Home > News > When is there “hidden structure in data” to be discovered?
147 views 4 min 0 Comment

When is there “hidden structure in data” to be discovered?

- April 4, 2013

Michael Collins sent along the following announcement for a talk:

Fast learning algorithms for discovering the hidden structure in data

Daniel Hsu, Microsoft Research

11am, Wednesday April 10th, Interschool lab, 7th floor CEPSR, Columbia University

A major challenge in machine learning is to reliably and automatically discover hidden structure in data with minimal human intervention. For instance, one may be interested in understanding the stratification of a population into subgroups, the thematic make-up of a collection of documents, or the dynamical process governing a complex time series. Many of the core statistical estimation problems for these applications are, in general, provably intractable for both computational and statistical reasons; and therefore progress is made by shifting the focus to realistic instances that rule out the intractable cases. In this talk, I’ll describe a general computational approach for correctly estimating a wide class of statistical models, including Gaussian mixture models, Hidden Markov models, Latent Dirichlet Allocation, Probabilistic Context Free Grammars, and several more. The key idea is to exploit the structure of low-order correlations that is present in high-dimensional data. The scope of the new approach extends beyond the purview of previous algorithms; and it leads to both new theoretical guarantees for unsupervised machine learning, as well as fast and practical algorithms for large-scale data analysis.
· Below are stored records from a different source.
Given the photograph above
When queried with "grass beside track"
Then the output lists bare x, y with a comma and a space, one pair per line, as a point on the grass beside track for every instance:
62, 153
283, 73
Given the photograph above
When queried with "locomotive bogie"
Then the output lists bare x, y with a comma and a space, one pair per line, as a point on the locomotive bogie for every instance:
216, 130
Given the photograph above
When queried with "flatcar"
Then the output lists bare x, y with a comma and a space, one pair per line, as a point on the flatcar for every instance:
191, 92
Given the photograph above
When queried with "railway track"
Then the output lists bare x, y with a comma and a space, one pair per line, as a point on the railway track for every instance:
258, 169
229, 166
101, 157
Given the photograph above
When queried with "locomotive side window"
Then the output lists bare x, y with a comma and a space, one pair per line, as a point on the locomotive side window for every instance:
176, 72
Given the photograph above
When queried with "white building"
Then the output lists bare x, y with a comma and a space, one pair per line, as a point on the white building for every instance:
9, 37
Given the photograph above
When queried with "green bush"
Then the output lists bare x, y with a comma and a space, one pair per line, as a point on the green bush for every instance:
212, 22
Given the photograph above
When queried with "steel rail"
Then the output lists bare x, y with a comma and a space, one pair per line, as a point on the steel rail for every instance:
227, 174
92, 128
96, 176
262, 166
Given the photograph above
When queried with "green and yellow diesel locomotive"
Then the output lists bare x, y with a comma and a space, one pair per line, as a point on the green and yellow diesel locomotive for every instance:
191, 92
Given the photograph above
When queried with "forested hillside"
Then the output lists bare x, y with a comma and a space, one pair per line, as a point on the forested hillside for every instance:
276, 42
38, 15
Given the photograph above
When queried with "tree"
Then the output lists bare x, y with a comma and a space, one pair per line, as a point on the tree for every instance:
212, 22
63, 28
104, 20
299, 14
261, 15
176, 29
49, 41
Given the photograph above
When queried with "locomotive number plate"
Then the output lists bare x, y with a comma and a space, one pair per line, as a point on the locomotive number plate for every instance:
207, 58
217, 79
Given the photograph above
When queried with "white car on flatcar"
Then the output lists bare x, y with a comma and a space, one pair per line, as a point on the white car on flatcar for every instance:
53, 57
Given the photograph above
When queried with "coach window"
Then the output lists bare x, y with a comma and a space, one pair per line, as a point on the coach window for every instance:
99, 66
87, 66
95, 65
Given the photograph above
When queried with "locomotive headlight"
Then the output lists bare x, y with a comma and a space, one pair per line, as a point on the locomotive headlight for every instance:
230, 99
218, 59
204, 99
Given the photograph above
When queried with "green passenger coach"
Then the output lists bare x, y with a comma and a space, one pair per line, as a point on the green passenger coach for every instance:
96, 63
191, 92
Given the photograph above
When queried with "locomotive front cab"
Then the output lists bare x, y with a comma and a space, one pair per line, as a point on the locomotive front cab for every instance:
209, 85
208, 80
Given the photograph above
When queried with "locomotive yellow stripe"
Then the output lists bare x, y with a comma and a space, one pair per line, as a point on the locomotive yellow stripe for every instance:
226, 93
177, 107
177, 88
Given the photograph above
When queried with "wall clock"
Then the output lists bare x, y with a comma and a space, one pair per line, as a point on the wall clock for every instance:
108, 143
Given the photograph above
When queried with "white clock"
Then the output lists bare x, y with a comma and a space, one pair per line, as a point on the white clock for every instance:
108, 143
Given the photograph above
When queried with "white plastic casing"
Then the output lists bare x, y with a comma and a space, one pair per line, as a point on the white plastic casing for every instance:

I won’t have a chance to attend, but I had the following question or thought (beyond the question of why he capitalized the words Hidden, Latent, Allocation, Probabilistic, Context, Free, and Grammars, but not mixture, models, algorithm, or data analysis). My thought had to do with the potential application of these ideas to political science. The key seems to be in the title: “the hidden structure in data.”

Some problems don’t have much hidden structure: for example, if you try to model vote choice or public opinion given individual and group-level variables, you get pretty much what you’d expect: liberals mostly vote for Democrats, conservatives mostly vote for Republicans, demographic variables such as age, education, marital status, income, and religion predict in the way you might imagine, and so forth. And these predictors are related to each other in various expected ways. So I don’t think there’s any structure of low-order correlations to be found. There are some subtleties in the data (for example, the notorious interaction between individual and state income in predicting vote), but it’s hard to imagine that the methods described above would be good tools for studying these patterns.

But other data in political science are indeed characterized by low-dimensional structure. The most prominent example is legislative roll-call voting, but there should be lots of other examples. For instance, anything having to do with international relations or trade will be structured by the patterns of connections between countries. Or personal networks, for example a study of covert terrorist organizations using external data, or a model of hidden links between financial organizations.

I wonder if the methods discussed by Hsu in his talk come with guidelines for when they can most effectively be applied. Or maybe he happens to focus on applications with hidden structure?